BioShell ver. 2.x Cookbook

This page provides plenty of handy one-liners that solve most staple bioinformatics problems, such as crmsd calculation, sequence and structure handling, basic calculations and many others. All these commands uses only BioShell programs, jython therefore is not required.
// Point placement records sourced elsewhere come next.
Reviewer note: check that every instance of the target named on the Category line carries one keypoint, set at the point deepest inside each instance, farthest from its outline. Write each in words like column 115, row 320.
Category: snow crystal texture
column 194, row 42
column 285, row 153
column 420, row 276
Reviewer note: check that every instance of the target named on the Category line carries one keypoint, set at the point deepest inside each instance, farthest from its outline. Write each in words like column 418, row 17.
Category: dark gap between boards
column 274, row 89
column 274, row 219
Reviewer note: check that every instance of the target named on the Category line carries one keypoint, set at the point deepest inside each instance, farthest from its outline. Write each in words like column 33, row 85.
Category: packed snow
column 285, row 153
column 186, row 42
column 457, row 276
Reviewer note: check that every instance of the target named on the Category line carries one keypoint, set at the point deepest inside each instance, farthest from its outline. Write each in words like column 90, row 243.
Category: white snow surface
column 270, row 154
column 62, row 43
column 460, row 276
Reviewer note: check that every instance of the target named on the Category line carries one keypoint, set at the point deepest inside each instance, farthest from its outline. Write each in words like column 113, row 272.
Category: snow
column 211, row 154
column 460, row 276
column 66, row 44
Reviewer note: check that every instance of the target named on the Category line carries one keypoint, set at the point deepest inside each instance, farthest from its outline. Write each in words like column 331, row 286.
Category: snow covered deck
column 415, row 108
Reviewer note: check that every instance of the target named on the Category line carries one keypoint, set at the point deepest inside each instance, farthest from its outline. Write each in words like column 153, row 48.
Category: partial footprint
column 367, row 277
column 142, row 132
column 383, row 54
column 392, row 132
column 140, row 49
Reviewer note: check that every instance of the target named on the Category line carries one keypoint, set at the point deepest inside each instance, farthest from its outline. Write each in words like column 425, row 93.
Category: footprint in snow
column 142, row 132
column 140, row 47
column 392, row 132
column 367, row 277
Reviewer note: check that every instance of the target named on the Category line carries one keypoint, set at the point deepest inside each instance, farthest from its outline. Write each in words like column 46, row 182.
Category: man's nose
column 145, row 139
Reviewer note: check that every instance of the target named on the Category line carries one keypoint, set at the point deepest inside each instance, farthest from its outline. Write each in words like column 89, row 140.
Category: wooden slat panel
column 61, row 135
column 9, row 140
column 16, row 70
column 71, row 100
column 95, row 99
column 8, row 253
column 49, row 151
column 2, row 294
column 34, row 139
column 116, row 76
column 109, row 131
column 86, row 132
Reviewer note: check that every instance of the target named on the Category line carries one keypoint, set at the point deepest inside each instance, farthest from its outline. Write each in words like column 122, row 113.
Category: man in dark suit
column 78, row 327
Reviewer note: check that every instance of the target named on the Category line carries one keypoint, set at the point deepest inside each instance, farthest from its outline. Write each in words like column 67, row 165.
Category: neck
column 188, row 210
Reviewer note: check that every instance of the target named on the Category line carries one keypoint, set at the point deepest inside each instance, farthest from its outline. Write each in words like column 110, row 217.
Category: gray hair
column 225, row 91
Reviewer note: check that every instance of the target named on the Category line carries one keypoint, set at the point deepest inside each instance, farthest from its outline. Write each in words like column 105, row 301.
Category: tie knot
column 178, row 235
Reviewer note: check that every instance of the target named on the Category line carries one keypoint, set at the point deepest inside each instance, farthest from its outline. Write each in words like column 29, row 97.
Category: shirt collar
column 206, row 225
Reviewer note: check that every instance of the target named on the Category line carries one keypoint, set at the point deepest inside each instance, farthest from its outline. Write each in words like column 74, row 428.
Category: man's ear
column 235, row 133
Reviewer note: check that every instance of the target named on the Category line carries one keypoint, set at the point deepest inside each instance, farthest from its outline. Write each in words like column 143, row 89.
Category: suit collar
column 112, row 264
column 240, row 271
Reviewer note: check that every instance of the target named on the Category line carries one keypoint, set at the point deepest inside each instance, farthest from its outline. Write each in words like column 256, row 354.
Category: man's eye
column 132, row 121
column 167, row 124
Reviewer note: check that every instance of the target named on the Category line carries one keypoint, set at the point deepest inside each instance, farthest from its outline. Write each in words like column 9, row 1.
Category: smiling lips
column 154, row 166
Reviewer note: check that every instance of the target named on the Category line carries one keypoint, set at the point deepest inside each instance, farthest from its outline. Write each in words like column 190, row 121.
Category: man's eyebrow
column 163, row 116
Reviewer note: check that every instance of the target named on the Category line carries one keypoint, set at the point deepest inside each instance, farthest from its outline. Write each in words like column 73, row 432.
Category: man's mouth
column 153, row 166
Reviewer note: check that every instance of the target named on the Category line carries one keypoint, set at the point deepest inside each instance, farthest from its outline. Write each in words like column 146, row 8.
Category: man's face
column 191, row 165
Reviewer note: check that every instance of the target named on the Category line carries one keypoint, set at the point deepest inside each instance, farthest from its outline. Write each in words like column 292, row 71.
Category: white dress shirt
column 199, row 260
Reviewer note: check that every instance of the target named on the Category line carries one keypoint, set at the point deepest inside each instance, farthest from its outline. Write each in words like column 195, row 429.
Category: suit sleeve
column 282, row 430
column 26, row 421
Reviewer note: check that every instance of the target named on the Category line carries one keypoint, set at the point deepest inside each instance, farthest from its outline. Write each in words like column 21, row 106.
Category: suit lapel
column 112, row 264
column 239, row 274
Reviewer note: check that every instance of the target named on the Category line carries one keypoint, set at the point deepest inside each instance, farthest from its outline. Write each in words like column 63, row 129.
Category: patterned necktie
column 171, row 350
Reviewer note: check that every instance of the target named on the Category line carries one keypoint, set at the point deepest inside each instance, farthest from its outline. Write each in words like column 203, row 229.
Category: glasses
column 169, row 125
Data conversion - sequence related

To extract a FASTA sequence from a PDB file (result will be printed on the screen):

java apps.Seqc -ip=2gb1.pdb -of

Data conversion - secondary structure

To convert a DSSP file into FASTA style string, that contains secondary structure in HEC code:

java apps.Seqc -id=2gb1.dssp -of -seqc.show_ss

To convert a DSSP file into SS2 file format:

java apps.Seqc -in.dssp=2gb1.dssp -out.ss2=2gb1.dssp.ss2

To count residues by secondary structure: H, E or C (Helix, Extended or Coil):

java apps.Seqc -id=2gb1.dssp -of -seqc.show_ss | tail -1 | awk 'BEGIN{FS=""}{for(i=1;i<=NF;i++) m[$i]++} END{for(i in m) print i,m[i]}'

There are three commands in the above pipeline. The first one uses Seqc app of BioShell to extract a secondary structure string - it will be the last line of the output. The second (tail -1) actually takes the last line. Finally, awk counts the particular H, E and C characters.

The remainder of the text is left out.